A decisão, explicitada no Diário Oficial do Acre, prevê que não há mais necessidade de manter distância de dois metros, e que também não precisa mais entrar uma pessoa por vez em estabelecimentos. A revogação também destaca que não é mais obrigatório fazer demarcação no chão, que era uma maneira de regrar a distância mínima obrigatória.

Além disto, os pontos sobre a proibição de permanência de crianças e adolescentes de até 14 anos em filas também foi revogado. Antes, em decorrência da pandemia, o distanciamento não permitia pessoas próximas umas das outras, salvo em questões envolvendo atendimentos médicos e que necessitassem da presença do menor.

Bandeira verde

É importante ressaltar que o Governo do Acre divulgou, no dia 01 de outubro, uma nota classificativa a respeito do nível de risco da Covid-19 no estado.
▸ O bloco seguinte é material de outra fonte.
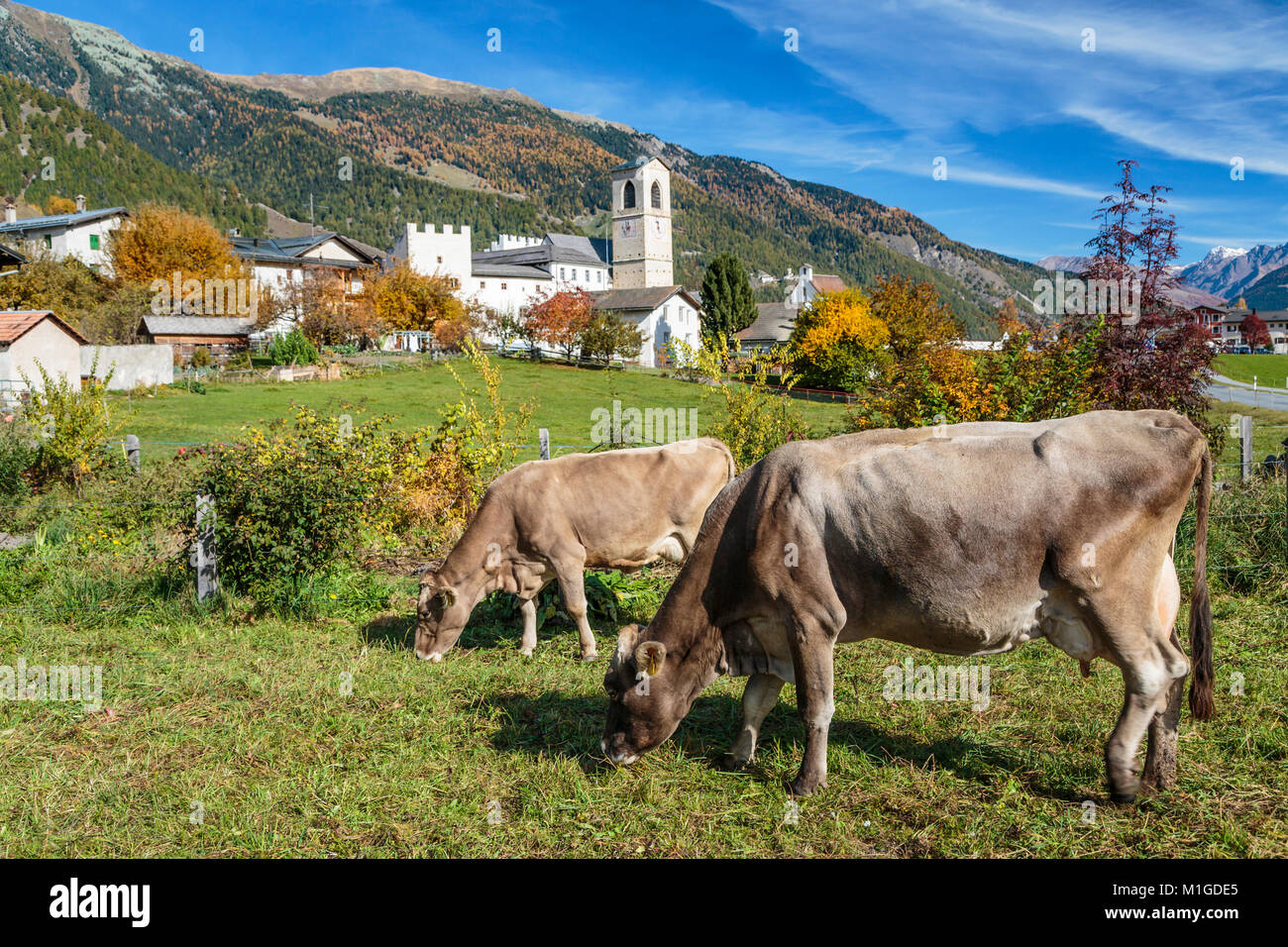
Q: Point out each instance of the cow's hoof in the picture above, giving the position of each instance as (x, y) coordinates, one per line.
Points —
(805, 787)
(1125, 793)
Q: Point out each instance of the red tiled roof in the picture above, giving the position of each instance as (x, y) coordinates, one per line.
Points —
(14, 325)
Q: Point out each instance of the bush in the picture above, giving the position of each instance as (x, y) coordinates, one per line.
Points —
(17, 459)
(756, 419)
(292, 348)
(72, 425)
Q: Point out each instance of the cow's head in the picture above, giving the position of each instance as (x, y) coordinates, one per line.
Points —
(647, 697)
(441, 616)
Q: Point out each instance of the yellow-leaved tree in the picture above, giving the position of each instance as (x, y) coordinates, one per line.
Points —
(837, 342)
(161, 244)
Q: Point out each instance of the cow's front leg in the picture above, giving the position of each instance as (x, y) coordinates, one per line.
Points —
(811, 656)
(528, 607)
(574, 587)
(758, 698)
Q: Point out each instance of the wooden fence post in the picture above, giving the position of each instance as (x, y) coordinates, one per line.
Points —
(132, 451)
(204, 551)
(1245, 446)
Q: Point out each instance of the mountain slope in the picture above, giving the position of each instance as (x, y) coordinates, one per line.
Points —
(51, 146)
(430, 150)
(1228, 273)
(1270, 291)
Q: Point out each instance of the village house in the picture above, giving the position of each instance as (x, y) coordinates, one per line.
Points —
(81, 235)
(281, 263)
(776, 321)
(34, 341)
(630, 274)
(11, 261)
(807, 283)
(773, 328)
(514, 272)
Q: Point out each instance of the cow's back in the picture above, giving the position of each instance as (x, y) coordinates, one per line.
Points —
(966, 527)
(617, 505)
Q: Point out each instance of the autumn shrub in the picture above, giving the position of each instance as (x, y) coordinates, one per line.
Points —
(754, 418)
(17, 459)
(292, 348)
(837, 342)
(71, 425)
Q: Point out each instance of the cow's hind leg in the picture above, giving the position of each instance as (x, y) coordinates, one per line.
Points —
(1149, 678)
(1163, 732)
(811, 656)
(574, 586)
(1160, 757)
(528, 608)
(758, 698)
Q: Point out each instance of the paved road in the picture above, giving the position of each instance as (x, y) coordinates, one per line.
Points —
(1227, 389)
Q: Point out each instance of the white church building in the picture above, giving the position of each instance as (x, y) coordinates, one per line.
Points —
(632, 274)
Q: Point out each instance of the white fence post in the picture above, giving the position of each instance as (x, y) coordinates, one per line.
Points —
(1245, 446)
(204, 549)
(132, 451)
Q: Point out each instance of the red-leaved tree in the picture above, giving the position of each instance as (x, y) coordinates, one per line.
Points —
(1256, 330)
(1151, 355)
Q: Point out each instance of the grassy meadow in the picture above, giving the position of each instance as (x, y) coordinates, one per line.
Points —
(565, 398)
(227, 732)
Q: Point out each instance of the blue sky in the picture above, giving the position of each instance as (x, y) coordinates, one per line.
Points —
(1028, 120)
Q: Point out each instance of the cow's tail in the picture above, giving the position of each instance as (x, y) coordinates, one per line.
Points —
(1202, 705)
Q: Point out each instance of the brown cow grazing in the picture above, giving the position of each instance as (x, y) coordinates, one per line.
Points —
(962, 540)
(550, 519)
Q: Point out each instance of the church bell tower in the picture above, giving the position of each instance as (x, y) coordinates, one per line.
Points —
(642, 224)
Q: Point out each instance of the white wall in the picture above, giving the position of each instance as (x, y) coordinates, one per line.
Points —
(48, 344)
(430, 252)
(75, 241)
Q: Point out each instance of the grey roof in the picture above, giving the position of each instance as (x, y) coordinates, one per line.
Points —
(292, 249)
(596, 248)
(644, 298)
(640, 161)
(774, 322)
(196, 325)
(579, 254)
(52, 223)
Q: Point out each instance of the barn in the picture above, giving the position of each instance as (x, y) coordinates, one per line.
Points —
(220, 335)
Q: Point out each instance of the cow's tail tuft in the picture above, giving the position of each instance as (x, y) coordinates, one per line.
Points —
(1202, 703)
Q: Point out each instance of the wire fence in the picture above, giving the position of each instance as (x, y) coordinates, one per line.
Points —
(179, 535)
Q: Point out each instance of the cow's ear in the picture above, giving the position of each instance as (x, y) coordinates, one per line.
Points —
(649, 657)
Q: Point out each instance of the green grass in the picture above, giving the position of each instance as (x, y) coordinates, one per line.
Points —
(253, 716)
(1267, 369)
(565, 397)
(252, 720)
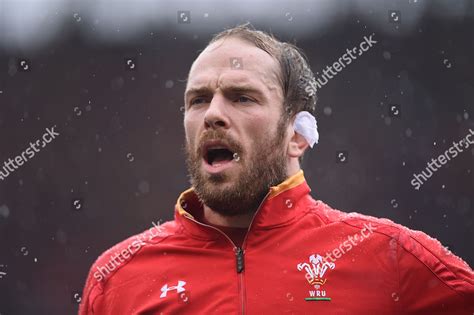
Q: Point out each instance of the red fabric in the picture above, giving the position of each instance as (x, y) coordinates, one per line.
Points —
(393, 270)
(237, 235)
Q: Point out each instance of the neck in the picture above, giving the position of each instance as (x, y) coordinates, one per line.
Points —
(240, 221)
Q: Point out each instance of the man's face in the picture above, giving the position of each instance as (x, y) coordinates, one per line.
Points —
(236, 139)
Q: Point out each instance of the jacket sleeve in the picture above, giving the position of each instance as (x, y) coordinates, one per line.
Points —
(432, 280)
(92, 293)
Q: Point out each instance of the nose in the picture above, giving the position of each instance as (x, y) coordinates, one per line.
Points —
(215, 116)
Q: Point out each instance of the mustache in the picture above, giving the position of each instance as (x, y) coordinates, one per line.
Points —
(222, 136)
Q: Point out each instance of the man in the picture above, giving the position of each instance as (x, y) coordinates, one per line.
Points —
(248, 238)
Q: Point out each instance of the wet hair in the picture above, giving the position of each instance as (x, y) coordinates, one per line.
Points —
(296, 78)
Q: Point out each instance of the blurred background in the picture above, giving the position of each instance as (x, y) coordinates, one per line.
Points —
(110, 75)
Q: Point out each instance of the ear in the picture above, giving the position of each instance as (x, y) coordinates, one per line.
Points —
(297, 145)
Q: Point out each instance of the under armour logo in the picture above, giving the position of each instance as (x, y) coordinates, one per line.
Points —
(179, 288)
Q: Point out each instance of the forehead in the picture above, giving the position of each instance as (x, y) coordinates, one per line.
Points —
(233, 61)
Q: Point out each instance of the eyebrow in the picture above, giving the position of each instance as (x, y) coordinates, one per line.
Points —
(240, 89)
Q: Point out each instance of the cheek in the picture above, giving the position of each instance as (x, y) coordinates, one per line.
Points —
(190, 127)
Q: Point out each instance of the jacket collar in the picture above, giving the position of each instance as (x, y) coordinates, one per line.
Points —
(281, 205)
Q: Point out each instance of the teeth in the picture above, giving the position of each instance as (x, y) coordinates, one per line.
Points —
(236, 157)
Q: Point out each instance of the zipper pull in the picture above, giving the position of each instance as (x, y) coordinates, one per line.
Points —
(239, 253)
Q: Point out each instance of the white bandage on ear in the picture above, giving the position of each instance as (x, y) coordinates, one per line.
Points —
(305, 124)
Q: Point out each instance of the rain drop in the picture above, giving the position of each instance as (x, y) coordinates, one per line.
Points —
(24, 251)
(395, 296)
(169, 84)
(327, 111)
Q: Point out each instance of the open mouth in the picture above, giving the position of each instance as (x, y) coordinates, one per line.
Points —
(217, 154)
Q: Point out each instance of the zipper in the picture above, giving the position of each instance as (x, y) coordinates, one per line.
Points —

Na decisão do Comitê Covid, os profissionais resolveram avançar a região do Baixo Acre para a bandeira verde, que significa “cuidado”, “acarretando mudança de regra para o funcionamento dos setores e atividades comerciais e sociais que passam a funcionar com lotação de 80% da capacidade de público”.

Mesmo com as revogações, destaca-se que as obrigações em torno do uso de máscaras e álcool gel são necessárias para continuar mantendo a tendência de queda de casos e de mortes por Covid-19.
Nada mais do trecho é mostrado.